To people who have never reached a national or international level of competition, it may appear that excellence is simply the result of practicing daily for years or even decades. However, living in a cave does not make you a geologist.I came across this quote in a paper by K. Anders Ericsson, Michael J. Prietula, and Edward T. Cokely called: The Making of an Expert. I read the article because I'd also read a piece on the BBC website around the topic of practice and excellence because I'm working my way steadily through Matthew Syed's book, and very interesting it is too. While it would be a rather reductionist simplification of the book, the basic premise is rather simple: Practice not talent makes for excellence.
From what else I've read, the 10,000 hours principle of purposeful practice is both a generalised average, some achieved excellence with fewer hours and some with considerably more, and really only the beginning of understanding the path to doing something well. Other evidence does appear to suggest that there are factors other than practice that contribute to one's overall ability to achieve your goals. For example, some research suggests that visual acuity is better is better performing athletes where their sport involves what we might call hand-eye coordination.

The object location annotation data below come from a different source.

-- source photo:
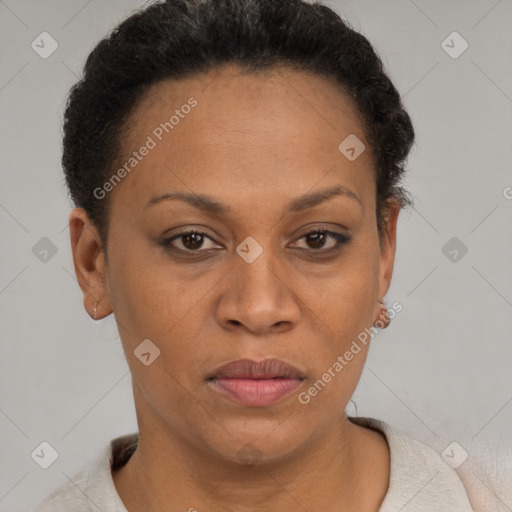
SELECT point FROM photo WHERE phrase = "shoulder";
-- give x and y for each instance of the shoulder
(419, 478)
(93, 487)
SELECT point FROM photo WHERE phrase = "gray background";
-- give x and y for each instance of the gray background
(440, 373)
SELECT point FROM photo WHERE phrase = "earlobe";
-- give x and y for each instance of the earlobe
(89, 263)
(388, 247)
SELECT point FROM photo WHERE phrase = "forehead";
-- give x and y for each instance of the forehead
(280, 128)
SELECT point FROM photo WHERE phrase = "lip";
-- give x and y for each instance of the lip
(256, 384)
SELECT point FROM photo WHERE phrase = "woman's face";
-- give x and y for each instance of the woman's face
(258, 157)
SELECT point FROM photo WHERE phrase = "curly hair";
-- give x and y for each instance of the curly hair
(180, 38)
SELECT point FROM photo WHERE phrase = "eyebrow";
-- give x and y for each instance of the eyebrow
(299, 204)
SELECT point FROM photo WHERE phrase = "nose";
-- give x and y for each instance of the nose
(258, 297)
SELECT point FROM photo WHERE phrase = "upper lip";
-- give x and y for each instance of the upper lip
(249, 369)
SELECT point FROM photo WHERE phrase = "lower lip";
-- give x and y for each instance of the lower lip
(256, 392)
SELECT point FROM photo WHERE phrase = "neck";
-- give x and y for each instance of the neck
(345, 469)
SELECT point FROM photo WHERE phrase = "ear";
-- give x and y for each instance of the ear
(388, 246)
(89, 262)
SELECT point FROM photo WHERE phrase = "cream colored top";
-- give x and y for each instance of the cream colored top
(420, 481)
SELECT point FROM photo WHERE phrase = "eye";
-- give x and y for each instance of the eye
(317, 239)
(194, 241)
(190, 241)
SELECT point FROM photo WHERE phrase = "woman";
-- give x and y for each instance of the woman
(236, 168)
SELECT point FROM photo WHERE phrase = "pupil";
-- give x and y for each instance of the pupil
(194, 238)
(320, 238)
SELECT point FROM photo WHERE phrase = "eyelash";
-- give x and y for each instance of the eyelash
(341, 240)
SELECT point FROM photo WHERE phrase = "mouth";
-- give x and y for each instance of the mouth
(256, 384)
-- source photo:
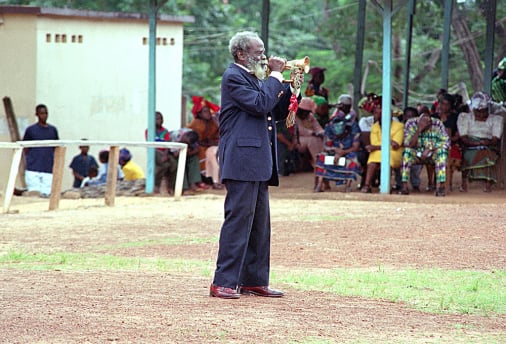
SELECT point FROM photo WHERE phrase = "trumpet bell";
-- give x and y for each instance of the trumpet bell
(303, 64)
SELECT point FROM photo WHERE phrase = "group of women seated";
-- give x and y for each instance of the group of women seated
(348, 156)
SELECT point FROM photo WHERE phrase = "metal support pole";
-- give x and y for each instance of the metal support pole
(490, 14)
(446, 43)
(407, 63)
(359, 53)
(386, 105)
(150, 168)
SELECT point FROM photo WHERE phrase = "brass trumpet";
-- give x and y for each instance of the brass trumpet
(303, 64)
(299, 66)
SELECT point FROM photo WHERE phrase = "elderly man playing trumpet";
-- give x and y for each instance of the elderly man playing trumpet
(251, 103)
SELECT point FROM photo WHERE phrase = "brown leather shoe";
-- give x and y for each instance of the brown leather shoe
(260, 291)
(223, 292)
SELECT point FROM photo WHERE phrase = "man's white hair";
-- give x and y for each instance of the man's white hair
(242, 42)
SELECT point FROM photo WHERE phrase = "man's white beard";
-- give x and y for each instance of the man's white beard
(258, 68)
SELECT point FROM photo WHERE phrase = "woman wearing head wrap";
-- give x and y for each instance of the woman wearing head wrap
(322, 110)
(446, 113)
(206, 126)
(339, 161)
(308, 131)
(131, 170)
(480, 133)
(374, 148)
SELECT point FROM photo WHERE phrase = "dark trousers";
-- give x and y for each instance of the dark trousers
(245, 238)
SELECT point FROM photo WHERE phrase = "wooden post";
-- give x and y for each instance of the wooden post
(112, 176)
(181, 165)
(15, 136)
(9, 189)
(58, 164)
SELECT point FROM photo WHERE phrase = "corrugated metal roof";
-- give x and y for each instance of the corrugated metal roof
(68, 12)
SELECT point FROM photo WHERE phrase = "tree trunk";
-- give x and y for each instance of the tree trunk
(469, 49)
(428, 67)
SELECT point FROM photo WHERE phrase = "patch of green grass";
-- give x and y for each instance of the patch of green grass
(92, 261)
(164, 241)
(430, 290)
(315, 218)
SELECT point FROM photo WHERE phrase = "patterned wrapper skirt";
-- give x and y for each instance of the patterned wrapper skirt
(480, 163)
(351, 169)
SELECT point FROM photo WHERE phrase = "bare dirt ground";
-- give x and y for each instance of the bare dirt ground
(309, 231)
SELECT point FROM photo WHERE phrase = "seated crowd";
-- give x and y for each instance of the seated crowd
(344, 148)
(339, 146)
(201, 170)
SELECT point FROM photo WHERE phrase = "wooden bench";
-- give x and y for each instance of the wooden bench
(59, 160)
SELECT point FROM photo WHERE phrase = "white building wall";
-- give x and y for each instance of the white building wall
(93, 76)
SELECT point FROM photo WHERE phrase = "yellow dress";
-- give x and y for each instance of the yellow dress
(396, 134)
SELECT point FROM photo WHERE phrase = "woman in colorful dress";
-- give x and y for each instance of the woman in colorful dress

It is however quite clear that too often we buy into the talent myth, and limit our own potential on the basis of our perceived lack of talent. Most of us don't like practicing things we find difficult to do, and, when we do try something harder, we are quicker to declare that we can't do it than we are to encourage ourselves to persevere.
Perhaps the truth lies somewhere along a continuum of complex abilities married to purposeful, deliberate practice. Practice that stretches and challenges our abilities from a position of what we can do towards what we can learn to do better.
The truth is that if you reduce either Ericsson's research or Syed's book to a simple algorithm, then you miss the point. If I want to improve the percentage of forehand's I make in a game, then I have to measure both my success rate and the repeatability of those successes. In other words, when I practice I have to have a goal in mind and I need some form metric to apply. That metic not only needs to take into account how many shots I make but how "good" my technique is when I make the shot.
Reading Matthew Syed's book carefully, thoughtfully and critically will draw you to those conclusions. Read it superficially and you'll probably be disappointed in ten years time when you've practiced for all the required hours and still not achieved greatness!